I have the defined the following variables:
a <- as.character(1:10)
b <- 100
c <- 10
probs <- c(0.3, 0.3, 0.3, rep(0.1/7, 7))
min <- 5
max <- 10
I am trying to figure out how to subset the 'probs' argument in the code below to correspond with the characters that are randomly sampled (i.e., randomly sampling characters 5:10)
sample(a[min:max], size = round(b/c), replace = TRUE, prob = probs[???])
I don't think that probs[min:max] will work as it should, but I am uncertain how to find out for certain if it does. A more complicated scenario is if I want something like
a[c(1, 3, 5)]
I would then need 'probs' to correspond to characters 1, 3, and 5.
I have tried using probs[get(paste0(...))], but this is not the most direct and efficient way.

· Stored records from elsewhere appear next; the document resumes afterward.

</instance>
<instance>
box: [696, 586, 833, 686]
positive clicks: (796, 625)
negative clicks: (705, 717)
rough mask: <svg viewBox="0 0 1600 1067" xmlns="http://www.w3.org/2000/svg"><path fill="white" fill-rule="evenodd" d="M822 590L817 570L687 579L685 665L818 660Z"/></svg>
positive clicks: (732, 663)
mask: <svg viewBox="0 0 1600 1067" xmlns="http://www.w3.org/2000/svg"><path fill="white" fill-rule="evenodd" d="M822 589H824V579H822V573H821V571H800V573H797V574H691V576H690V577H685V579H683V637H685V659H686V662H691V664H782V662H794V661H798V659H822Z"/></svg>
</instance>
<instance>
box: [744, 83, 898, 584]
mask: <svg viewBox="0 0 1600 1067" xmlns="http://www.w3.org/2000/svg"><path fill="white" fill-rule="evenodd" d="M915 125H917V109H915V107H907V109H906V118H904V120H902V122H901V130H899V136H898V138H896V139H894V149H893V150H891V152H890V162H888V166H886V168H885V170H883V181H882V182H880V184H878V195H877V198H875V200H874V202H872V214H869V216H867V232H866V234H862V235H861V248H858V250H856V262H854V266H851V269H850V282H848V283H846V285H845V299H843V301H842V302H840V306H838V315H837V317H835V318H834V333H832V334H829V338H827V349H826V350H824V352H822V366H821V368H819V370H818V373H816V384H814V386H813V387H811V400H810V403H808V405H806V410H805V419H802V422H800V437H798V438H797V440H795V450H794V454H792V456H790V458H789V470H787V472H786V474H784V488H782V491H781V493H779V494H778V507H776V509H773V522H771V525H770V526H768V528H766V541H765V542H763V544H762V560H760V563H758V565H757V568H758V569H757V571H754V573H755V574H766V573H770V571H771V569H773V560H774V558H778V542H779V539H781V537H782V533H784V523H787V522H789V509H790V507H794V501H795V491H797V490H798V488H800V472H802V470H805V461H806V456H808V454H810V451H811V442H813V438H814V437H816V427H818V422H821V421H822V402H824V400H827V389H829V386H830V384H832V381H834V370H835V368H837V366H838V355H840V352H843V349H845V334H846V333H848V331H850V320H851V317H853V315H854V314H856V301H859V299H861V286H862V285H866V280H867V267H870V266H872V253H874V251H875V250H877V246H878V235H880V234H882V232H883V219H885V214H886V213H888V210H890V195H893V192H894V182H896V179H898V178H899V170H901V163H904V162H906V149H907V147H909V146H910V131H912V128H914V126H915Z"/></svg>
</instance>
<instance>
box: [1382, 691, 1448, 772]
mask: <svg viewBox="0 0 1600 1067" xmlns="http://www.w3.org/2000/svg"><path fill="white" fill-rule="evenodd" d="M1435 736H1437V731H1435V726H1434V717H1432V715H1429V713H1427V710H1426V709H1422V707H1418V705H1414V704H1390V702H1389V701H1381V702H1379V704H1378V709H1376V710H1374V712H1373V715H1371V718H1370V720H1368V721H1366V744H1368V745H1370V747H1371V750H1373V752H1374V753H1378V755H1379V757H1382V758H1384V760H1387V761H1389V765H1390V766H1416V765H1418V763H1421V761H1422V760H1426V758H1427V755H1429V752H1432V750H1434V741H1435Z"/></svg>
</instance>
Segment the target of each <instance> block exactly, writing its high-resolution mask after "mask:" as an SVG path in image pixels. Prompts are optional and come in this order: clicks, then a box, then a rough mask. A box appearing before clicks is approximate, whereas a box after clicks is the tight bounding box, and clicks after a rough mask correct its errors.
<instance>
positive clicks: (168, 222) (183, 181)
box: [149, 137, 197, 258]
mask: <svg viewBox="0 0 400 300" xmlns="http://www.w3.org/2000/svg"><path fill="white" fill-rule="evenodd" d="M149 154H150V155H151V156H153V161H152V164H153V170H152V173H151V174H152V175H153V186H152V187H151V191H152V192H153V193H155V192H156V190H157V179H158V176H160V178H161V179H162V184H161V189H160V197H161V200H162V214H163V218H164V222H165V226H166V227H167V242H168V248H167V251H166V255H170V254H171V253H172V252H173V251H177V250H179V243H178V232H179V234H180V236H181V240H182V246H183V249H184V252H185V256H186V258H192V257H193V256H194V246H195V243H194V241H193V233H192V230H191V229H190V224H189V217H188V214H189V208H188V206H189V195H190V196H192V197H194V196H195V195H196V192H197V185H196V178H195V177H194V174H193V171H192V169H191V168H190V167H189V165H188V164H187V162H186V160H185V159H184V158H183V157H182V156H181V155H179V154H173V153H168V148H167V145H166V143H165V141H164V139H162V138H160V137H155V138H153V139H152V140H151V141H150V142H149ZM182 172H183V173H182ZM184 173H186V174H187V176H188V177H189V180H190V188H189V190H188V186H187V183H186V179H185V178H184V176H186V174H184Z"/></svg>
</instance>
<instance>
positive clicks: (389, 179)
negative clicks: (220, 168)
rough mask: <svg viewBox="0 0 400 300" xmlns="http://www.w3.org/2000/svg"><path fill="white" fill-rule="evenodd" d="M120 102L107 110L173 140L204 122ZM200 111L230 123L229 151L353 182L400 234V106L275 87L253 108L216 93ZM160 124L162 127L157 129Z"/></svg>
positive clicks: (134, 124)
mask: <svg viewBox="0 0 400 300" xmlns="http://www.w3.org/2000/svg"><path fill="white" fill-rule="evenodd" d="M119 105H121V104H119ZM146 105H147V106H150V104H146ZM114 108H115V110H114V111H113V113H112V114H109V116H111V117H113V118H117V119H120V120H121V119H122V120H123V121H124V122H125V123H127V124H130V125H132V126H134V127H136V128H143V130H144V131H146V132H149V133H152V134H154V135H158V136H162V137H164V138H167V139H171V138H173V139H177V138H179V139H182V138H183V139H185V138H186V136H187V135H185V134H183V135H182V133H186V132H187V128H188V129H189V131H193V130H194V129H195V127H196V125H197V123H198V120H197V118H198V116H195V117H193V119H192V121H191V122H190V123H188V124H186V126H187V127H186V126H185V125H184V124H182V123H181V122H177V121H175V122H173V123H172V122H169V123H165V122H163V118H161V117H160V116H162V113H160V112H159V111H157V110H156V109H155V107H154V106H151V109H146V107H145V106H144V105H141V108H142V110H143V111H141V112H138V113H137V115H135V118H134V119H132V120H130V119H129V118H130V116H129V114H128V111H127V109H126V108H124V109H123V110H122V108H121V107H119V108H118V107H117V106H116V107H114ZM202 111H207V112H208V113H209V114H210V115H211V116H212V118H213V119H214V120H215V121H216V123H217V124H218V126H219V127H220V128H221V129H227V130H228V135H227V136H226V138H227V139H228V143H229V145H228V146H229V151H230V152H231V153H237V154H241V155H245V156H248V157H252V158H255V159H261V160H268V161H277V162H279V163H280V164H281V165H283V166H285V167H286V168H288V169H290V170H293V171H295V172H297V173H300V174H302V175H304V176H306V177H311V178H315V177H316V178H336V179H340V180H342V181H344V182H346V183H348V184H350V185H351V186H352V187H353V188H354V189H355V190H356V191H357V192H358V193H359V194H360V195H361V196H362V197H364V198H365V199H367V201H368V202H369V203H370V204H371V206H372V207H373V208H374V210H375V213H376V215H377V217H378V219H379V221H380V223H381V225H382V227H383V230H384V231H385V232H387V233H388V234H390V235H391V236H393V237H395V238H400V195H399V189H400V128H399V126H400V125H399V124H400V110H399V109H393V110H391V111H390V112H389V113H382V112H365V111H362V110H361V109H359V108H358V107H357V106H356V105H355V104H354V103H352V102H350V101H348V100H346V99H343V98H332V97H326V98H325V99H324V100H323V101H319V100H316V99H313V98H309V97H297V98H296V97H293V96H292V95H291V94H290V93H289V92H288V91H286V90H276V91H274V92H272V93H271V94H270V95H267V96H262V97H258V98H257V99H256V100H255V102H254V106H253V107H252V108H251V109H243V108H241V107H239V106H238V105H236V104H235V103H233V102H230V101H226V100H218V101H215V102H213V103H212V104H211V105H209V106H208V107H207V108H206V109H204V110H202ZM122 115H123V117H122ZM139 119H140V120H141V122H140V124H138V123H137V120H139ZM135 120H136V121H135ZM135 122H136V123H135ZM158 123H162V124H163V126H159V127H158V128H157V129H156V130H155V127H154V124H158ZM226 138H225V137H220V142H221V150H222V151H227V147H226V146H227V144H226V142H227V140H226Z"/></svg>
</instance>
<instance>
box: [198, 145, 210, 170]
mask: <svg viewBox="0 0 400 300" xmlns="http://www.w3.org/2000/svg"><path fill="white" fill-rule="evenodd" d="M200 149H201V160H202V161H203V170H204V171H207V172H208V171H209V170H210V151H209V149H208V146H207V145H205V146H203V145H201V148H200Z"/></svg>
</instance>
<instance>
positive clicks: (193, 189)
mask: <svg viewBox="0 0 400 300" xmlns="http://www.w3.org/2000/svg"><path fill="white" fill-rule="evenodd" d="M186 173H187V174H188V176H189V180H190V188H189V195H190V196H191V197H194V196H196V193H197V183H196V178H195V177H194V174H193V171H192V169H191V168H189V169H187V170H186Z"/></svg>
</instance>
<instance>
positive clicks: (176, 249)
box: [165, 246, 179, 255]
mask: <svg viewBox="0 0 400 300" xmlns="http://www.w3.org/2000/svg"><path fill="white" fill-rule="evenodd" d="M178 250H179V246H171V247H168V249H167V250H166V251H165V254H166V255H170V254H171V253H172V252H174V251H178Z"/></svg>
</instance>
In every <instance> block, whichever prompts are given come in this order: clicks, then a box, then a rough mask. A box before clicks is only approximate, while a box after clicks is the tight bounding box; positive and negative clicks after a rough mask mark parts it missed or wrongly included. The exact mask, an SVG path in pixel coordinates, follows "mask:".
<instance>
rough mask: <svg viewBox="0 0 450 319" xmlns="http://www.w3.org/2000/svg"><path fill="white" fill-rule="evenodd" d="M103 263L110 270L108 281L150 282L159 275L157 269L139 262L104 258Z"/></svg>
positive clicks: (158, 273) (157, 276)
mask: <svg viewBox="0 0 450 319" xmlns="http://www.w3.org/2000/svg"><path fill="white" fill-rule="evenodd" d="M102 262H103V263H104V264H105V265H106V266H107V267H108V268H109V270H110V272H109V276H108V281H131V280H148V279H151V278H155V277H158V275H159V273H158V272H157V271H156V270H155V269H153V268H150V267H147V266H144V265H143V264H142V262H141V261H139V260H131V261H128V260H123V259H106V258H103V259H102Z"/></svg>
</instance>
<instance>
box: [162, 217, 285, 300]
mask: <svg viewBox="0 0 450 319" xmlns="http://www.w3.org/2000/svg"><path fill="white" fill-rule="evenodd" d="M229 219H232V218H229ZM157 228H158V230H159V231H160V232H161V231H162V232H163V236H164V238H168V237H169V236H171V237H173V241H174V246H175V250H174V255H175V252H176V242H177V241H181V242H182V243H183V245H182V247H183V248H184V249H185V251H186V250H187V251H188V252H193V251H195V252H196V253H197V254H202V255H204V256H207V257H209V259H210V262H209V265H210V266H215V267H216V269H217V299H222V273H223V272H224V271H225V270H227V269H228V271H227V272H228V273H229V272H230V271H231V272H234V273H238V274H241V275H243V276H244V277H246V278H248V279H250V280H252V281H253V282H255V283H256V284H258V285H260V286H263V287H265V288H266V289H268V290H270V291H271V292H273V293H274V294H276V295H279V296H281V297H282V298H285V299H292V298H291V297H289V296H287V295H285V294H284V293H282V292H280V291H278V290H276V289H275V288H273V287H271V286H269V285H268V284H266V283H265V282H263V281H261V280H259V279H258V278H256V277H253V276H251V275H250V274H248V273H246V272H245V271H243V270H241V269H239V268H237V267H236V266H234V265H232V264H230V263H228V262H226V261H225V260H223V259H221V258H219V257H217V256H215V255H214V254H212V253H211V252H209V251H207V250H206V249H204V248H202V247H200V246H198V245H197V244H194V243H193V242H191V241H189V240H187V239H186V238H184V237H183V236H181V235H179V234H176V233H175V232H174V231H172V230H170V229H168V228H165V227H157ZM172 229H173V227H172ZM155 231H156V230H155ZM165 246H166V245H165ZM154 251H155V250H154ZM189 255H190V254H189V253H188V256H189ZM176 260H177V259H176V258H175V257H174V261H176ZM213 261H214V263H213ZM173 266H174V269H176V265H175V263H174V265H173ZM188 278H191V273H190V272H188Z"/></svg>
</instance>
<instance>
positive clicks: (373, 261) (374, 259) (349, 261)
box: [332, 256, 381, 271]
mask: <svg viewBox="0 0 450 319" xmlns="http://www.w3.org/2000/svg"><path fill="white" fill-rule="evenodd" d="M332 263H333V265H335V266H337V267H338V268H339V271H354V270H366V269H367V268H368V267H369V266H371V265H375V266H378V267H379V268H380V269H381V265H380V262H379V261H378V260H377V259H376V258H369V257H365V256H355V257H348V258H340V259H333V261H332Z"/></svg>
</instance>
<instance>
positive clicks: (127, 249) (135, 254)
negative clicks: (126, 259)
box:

It doesn't work anyway.
Any advice is appreciated.
You simply need to subset probs
to be the same subset as a
, e.g.
index = min:max
sample(a[index], size = round(b/c), replace = TRUE, prob = probs[index])
For the more complicated scenario, set index = c(1,3,5)
.
You can see that this works by doing a simulation and comparing the observed probabilities with the true probabilities:
set.seed(123)
tmp = sample(a[min:max], size = 10000, replace = TRUE, prob = probs[min:max])
table(tmp)/10000 # the observed probabilities
The observed probabilities are roughly all equal, which is consistent with the true probabilities being all equal.
If you take a look at the help files for sample
, you'll see that prob
does not need to sum to 1. The function will take care of normalizing the probabilities.